Europe & UK

June 15, 2018

UK Supreme Court rules against Pimlico Plumbers in landmark gig economy case


garysmith

In a landmark case, running since 2011, for the gig economy, the UK Supreme Court ruled that a plumber, classed as “self-employed”, who brought a case against his former employer was in fact a “worker” and should therefore be entitled to a national minimum wage, holiday pay, and protection from discrimination, among other basic workers’ rights.

This decision has the potential to impact the rights of several people classified as independent contractors across the UK, including those at gig economy firms, and was thus described as a landmark ruling. Gary Smith, a plumber from Kent who worked for Pimlico Plumbers — London's largest independent plumbing company — between August 2005 and April 2011, suffered a heart attack in January 2011 and later sought to work three days per week instead of five, as he had done previously.

However, Pimlico Plumbers refused to grant Gary’s request and took away his branded van, which he had hired from the company. Gary had thus claimed that he was unfairly dismissed in May 2011.

The Supreme Court upheld the Court of Appeal’s previous ruling that Gary could be described by a “worker” despite signing an agreement with the company describing himself as “self-employed” and filing tax returns to this effect.

According to the Supreme Court, although Gary paid self-employed tax and was VAT registered, he was still a “worker”.

Notably, this is the latest case in a long line of legal challenges on employment status. Though the decision was positive for Smith, several employers and legal experts had hoped that the case might set out greater clarity over how to determine employment status.

Susannah Kintish—Employment Partner at Mishcon de Reya, a British law firm—has led the case for Pimlico Plumbers since 2011.
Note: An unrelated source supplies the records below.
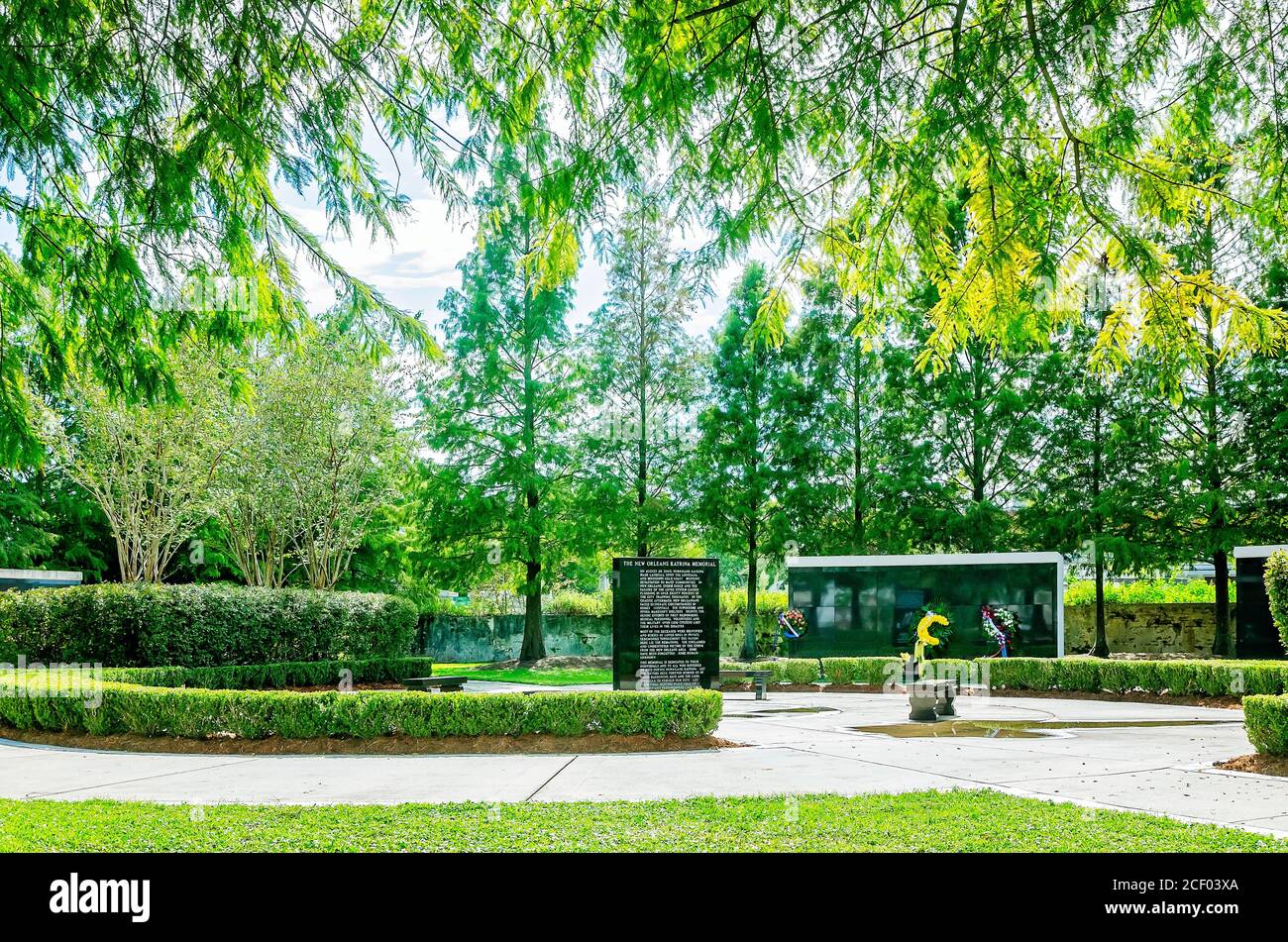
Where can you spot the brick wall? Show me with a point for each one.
(1180, 628)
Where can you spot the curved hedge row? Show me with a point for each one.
(201, 624)
(1094, 675)
(297, 674)
(115, 708)
(1266, 718)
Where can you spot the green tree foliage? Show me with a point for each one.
(643, 373)
(845, 121)
(146, 145)
(151, 469)
(747, 455)
(310, 465)
(498, 484)
(48, 521)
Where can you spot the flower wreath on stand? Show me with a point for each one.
(793, 624)
(1000, 624)
(932, 629)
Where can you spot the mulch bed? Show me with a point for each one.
(382, 745)
(1258, 764)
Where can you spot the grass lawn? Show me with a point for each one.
(554, 678)
(918, 821)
According to Susannah, “This judgment does not lay down any new principles of law around worker status. Instead, all eyes will be on the Government as businesses await legislation on how to categorize their workforce – something that could still be a matter of years away. In the meantime, the gig economy continues to evolve and existing employment law is rendered increasingly unfit for purpose.”

Stating that the Supreme Court had made it clear that the judgment rested heavily on the unique facts of this case, rather than setting out any new legal principles for employers, Susannah said, “It will therefore do little to stem the flow of litigation around worker status which, in the absence of any overarching principles, will need to be determined on the specific circumstances of each case.”

Susannah then said, “Individuals operating in the gig economy need certainty that they have been categorized correctly, and businesses are equally keen to get this right from the outset, recognizing that doing so is in their own interests.

She further added that “Balancing a flexible workforce with the control required to protect a brand will continue to present a significant challenge for businesses, with many likely to be disappointed that this judgment does not plug any legislative gaps.”

According to Charlie Mullins, Founder of Pimlico Plumbers, “This was a poor decision that will potentially leave thousands of companies, employing millions of contractors, wondering if one day soon they will get a nasty surprise from a former contractor demanding more money, despite having been paid in full years ago.”

Charlie then said, “For those who think this is a victory for poorly paid workers everywhere, against large corporations who exploit their lack of bargaining power, think again. In fact, this was exploitation – but instead by a highly paid, highly skilled man who used a loophole in current employment law to set himself up for a double payday.”